Ars Poetica as a Valencia Orange
by Sarah Emanuels
University of North Carolina at Greensboro
Sarah Emanuels is an upperclassman at the University of North Carolina at Greensboro, where she studies English and creative writing. She loves poetry and currently acts as the literary director and editor of her university’s literary magazine, The Coraddi.
Ars Poetica as a Valencia Orange
Using a pair of kitchen scissors, she cut herself
a valencia orange, one closest to the top.
That valencia orange, so ripe, she could tell
just from the way it hung on its branch.
Drooping, vivid, gleaming orange, how
you fall as naturally as a woman lay—
sprawled out, like a clean blouse on a line,
fluttering with each gust of wind.
She angled the scissors ever so carefully.
Her fingers grasping the device, her eyes
on the sweet fruit, anticipating and controlling
every direction in which it could fall.
She, not the maker but an admirer of sorts.
The perpetrator of when such a fruit would
meet its end. Or perhaps its new beginning—
to be reimagined as juice in a glass, as garland
over her fireplace, as syrupy marmalade.
That sweet orange, O how it
hangs as naturally as it falls.
Interview with the Poet
1. What was your inspiration for this piece?

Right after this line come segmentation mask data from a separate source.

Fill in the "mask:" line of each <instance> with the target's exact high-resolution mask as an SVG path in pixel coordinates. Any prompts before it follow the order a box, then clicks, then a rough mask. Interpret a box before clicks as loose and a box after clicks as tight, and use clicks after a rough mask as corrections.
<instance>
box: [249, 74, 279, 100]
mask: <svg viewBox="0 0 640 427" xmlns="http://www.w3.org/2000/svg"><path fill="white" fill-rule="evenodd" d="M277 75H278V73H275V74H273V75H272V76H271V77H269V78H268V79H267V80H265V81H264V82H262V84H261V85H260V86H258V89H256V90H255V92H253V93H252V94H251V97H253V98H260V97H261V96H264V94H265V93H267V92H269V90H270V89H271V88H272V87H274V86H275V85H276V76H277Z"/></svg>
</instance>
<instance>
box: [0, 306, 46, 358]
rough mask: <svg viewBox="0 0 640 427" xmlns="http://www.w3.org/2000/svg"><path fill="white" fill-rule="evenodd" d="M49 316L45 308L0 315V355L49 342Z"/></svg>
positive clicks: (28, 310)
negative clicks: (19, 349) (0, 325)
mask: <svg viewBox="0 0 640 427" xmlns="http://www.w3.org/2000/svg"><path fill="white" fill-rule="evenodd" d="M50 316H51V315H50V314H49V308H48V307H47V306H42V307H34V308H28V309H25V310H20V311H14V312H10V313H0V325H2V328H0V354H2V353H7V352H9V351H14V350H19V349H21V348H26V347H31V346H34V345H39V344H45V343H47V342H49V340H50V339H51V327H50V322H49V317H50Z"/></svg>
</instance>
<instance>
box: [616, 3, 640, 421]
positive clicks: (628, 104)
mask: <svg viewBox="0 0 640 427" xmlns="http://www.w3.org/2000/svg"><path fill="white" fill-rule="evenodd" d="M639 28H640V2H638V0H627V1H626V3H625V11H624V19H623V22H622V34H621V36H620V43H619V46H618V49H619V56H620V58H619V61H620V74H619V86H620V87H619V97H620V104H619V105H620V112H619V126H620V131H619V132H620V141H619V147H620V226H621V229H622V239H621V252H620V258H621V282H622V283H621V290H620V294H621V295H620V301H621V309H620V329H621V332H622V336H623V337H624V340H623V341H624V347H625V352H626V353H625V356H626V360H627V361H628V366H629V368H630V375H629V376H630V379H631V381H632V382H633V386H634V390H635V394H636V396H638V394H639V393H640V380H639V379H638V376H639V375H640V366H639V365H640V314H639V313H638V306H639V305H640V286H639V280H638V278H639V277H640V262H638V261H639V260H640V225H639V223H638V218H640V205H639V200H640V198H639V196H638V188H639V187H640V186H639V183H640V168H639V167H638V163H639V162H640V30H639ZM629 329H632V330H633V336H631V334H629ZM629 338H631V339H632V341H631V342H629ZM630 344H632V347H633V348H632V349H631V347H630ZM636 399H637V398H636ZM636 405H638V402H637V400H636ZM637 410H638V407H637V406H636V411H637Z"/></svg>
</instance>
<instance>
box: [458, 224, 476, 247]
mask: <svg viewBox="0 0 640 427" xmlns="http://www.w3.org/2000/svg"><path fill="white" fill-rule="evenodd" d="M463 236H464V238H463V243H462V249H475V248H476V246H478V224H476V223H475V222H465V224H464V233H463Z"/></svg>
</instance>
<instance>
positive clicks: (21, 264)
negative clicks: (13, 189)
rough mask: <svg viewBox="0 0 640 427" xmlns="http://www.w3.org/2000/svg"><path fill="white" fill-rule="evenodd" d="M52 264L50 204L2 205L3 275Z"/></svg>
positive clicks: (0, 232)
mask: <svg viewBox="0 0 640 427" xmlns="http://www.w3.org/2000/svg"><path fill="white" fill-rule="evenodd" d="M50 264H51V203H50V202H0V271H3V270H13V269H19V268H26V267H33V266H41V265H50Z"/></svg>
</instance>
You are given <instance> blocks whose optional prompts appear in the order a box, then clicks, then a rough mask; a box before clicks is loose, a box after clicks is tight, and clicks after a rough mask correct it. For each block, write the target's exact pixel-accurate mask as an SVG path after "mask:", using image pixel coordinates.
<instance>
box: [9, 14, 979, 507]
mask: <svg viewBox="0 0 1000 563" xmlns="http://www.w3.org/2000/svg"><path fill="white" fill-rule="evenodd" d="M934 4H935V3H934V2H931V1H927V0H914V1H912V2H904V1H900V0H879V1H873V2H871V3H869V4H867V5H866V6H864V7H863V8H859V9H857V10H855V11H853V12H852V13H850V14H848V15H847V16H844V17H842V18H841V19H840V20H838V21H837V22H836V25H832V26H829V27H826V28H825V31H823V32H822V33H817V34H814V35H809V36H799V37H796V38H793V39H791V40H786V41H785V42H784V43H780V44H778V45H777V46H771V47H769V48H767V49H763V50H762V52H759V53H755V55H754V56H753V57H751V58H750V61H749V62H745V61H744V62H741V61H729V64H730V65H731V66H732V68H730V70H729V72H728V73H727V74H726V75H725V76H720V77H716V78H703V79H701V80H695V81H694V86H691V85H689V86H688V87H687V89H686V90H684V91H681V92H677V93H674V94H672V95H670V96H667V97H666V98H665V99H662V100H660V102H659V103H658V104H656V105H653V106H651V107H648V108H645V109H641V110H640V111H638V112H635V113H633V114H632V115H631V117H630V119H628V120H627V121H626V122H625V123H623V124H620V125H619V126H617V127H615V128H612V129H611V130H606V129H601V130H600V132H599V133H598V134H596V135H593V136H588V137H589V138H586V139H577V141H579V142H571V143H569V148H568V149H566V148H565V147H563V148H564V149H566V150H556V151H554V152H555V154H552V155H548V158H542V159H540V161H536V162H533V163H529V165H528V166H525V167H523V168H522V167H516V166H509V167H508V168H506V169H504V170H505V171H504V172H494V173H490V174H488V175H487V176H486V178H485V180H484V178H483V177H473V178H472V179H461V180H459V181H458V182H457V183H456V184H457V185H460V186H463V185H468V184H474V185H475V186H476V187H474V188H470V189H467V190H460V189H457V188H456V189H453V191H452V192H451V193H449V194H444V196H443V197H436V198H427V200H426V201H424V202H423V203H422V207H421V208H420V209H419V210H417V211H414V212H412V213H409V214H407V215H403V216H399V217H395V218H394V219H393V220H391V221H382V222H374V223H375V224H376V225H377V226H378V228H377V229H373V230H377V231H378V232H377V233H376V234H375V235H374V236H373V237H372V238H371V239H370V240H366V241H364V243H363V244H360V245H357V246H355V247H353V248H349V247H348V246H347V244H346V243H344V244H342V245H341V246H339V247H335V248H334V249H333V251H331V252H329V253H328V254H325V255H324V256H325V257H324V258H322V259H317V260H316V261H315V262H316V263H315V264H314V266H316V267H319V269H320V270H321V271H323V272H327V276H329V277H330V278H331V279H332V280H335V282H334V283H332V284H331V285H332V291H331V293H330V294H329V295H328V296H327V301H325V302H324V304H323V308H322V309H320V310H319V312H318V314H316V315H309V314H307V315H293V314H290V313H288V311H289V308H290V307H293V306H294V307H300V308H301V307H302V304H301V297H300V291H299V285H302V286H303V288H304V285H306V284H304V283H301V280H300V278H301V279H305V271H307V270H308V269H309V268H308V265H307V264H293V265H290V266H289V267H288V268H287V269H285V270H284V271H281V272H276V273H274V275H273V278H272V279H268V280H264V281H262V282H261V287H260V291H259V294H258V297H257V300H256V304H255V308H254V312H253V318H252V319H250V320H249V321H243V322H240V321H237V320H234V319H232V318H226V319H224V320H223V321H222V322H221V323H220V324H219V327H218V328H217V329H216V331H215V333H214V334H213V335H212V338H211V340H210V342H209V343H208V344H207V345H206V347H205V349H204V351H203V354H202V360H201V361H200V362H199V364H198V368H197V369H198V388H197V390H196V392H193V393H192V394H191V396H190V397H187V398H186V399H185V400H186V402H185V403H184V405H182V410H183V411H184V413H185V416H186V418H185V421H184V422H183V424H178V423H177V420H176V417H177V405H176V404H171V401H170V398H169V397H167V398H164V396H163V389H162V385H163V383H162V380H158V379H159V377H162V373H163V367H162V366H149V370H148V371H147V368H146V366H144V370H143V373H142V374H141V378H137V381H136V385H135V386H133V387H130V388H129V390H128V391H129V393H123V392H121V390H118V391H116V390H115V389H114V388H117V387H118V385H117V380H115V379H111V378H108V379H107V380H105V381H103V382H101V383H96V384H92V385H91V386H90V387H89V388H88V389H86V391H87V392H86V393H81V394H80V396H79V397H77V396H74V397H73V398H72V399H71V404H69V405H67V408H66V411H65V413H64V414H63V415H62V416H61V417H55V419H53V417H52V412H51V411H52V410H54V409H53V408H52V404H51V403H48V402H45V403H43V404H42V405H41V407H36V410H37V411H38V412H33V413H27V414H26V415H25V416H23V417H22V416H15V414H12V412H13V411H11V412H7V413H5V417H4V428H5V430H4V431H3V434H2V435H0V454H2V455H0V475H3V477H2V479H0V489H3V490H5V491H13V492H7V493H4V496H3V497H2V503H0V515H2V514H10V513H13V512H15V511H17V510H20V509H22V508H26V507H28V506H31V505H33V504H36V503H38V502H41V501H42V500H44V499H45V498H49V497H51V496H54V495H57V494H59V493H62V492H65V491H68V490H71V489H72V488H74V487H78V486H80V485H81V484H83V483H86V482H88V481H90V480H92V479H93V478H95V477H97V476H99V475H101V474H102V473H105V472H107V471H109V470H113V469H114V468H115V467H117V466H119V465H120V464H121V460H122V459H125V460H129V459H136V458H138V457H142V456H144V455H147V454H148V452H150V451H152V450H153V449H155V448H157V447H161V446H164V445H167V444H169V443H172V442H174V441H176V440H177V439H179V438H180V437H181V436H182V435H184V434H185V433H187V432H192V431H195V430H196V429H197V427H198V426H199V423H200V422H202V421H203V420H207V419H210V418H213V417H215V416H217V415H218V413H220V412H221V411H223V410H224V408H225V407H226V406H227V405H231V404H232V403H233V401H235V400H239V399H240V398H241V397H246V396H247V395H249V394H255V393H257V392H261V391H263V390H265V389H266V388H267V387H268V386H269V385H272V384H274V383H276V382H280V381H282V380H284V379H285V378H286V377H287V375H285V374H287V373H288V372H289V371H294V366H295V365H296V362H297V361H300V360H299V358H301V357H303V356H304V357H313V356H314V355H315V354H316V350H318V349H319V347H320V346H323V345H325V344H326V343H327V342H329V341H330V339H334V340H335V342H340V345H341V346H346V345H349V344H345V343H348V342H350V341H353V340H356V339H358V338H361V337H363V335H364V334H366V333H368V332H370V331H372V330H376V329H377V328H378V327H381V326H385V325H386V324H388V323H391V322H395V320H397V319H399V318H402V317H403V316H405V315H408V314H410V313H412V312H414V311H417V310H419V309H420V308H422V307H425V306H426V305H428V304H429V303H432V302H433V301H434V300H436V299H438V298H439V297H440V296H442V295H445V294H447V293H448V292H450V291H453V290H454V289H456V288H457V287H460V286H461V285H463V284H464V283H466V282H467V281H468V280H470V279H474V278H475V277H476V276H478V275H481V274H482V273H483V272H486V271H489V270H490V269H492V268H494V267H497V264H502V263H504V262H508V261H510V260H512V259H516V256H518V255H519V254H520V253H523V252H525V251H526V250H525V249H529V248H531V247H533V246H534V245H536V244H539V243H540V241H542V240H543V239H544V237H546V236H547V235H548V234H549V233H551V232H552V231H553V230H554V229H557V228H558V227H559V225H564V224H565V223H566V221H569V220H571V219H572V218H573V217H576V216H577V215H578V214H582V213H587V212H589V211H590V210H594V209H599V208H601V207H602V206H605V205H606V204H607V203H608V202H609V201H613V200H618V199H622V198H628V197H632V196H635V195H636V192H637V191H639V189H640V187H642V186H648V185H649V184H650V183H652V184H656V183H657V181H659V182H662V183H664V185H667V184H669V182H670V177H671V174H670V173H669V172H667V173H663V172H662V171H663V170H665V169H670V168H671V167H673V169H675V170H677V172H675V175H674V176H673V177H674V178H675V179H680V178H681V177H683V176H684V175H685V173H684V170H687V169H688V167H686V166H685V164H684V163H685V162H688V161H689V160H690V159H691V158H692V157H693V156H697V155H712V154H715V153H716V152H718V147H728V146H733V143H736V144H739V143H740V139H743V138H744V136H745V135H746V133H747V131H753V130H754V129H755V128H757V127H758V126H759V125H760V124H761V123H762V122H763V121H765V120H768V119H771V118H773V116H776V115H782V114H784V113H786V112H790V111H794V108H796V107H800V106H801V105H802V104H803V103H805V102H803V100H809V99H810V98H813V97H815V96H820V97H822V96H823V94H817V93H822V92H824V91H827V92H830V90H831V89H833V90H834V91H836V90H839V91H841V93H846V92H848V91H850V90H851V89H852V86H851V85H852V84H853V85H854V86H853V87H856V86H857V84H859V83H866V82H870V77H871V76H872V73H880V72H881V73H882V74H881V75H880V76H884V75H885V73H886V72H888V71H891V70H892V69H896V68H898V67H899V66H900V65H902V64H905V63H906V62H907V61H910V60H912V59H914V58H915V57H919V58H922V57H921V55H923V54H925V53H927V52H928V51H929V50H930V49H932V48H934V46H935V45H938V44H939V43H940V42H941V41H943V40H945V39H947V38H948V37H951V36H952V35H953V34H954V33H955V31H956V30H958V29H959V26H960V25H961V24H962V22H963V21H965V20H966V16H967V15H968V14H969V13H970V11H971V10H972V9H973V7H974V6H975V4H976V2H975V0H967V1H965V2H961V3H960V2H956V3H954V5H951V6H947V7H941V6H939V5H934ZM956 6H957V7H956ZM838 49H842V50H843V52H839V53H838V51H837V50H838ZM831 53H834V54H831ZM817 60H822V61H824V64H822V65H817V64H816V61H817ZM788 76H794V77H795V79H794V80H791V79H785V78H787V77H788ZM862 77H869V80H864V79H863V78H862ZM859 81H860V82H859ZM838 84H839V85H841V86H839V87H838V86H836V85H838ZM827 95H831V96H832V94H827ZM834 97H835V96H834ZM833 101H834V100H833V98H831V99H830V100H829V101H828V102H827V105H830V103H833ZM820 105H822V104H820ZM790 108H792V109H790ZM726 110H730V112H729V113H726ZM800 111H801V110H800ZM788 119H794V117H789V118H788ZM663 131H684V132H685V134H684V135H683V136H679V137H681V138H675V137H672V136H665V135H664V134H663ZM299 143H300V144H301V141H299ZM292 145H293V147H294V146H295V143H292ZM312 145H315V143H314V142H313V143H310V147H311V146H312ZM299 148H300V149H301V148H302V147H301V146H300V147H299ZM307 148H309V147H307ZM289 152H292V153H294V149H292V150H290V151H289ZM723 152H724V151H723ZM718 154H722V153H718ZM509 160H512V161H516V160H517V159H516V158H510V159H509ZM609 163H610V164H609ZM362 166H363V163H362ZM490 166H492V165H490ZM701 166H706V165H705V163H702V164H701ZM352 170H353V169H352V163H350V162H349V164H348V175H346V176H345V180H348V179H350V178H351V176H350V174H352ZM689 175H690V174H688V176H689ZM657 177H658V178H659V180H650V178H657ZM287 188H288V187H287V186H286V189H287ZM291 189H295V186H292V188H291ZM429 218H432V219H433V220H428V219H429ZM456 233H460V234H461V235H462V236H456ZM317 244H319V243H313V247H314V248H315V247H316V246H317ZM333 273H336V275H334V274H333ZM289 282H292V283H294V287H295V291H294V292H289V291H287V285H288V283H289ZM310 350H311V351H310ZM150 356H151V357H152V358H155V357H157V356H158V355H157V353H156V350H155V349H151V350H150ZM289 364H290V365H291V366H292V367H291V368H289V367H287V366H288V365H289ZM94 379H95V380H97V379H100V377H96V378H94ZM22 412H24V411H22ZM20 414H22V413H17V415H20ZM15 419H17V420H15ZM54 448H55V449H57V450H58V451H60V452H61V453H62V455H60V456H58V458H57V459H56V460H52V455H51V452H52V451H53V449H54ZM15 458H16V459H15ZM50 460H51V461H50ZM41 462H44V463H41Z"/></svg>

My inspiration for this piece was Victoria Chang’s poem, “Ars Poetica as Birdfeeder and Hummingbird.” I really enjoyed Chang’s simple choice to use the hummingbird as symbolism when describing poetry. Ars poeticas allow a writer to reflect on the creative process in such an unconventional and interesting way. I found myself appreciating Chang’s way of questioning the act of poetry through the hummingbird and herself in that piece. I wanted to be just as introspective as her narrator and looked for common things within my life, which I take for granted, to somehow relate the act or thing to poetry. Thus, deciding to focus on the orange.